Some of his immediate students...
Some of his immediate students, who were particularly drawn to pure metaphysics and gnosis, with a number also having had training in Islamic philosophy, began to interpret the master’s teachings and especially his Fusūs in a more systematic and philosophical fashion thereby laying the ground for the systematic formulation of that Supreme Science of the Real with which the tradition of theoretical gnosis is concerned.
The first commentator upon the Fusūs was Ibn ‘Arabī’s immediate student and Qūnawī’s close companion, ‘Afīf al-Dīn al-Tilimsānī (690/1291) who commented upon the whole text but in summary fashion.9 But the most influential propagator of the master’s teachings in the domain of gnosis and metaphysics and the person who gave the systematic exposition that characterizes later expressions of theoretical gnosis is Sadr al-Dīn Qūnawī (d.

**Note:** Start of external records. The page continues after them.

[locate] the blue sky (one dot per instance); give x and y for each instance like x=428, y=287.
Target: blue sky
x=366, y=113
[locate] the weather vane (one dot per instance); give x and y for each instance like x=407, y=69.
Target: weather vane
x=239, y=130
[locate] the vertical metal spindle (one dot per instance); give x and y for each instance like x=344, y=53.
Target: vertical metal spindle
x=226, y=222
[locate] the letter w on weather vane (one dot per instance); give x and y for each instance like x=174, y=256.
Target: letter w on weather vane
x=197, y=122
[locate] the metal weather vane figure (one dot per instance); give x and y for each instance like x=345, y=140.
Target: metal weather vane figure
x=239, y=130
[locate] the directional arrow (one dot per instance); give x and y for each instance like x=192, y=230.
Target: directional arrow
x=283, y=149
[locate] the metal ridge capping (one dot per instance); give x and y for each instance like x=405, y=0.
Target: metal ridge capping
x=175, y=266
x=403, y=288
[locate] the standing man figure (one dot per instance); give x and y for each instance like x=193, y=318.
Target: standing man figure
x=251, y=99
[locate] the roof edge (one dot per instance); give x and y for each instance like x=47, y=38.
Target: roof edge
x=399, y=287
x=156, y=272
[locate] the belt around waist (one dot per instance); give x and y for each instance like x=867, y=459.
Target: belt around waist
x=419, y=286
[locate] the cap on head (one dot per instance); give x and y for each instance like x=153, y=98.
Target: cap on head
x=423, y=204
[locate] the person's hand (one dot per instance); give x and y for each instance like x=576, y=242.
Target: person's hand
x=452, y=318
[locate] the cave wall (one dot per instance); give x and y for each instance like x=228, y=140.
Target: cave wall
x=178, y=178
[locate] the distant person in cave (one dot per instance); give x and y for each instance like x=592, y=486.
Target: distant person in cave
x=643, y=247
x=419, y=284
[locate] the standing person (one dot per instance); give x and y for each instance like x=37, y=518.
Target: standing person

673/1274).10 This most important student of Ibn ‘Arabī did not write a commentary on the text of the Fusūs, but he did write a work entitled al-Fukūk which explains the titles of the chapters of the Fusūs and was considered by many a later Sufi and gnostic as a key for the understanding of the mysteries of Ibn ‘Arabī’s text.11 Qūnawī is also the author of a number of other works of a gnostic (‘irfānī) nature, chief among them the Miftāh al-ghayb, a monumental work of theoretical gnosis which, along with its commentary by Shams al-Dīn Fanārī known as Misbāh al-uns, became one of the premier texts for the teaching of theoretical gnosis especially in Turkey and Persia.12 Qūnawī trained a number of students who themselves became major figures in the tradition of theoretical gnosis.
But before turning to them it is necessary to mention a poet who was a contemporary of Ibn ‘Arabī and who was to play an exceptional role in the later history of this tradition. This poet is ‘Umar ibn al-Fārid (d.
632/1235), perhaps the greatest Sufi poet of the Arabic language, whose al- Tā’iyyah is considered as a complete exposition of the doctrines of ‘irfān expressed in sublime poetry, and the subject of several commentaries which are themselves seminal texts of ‘irfān.13 There were also many important Persian poets such as Fakhr al-Dīn ‘Irāqī (d. 688/1289), Awhad al-Dīn Kirmānī (d. 635/1238), Shams al-Dīn Maghribī (d. 809/1406-07), Mahmūd Shabistarī (d. circa 718/1318), and ‘Abd al-Rahmān Jāmī (d.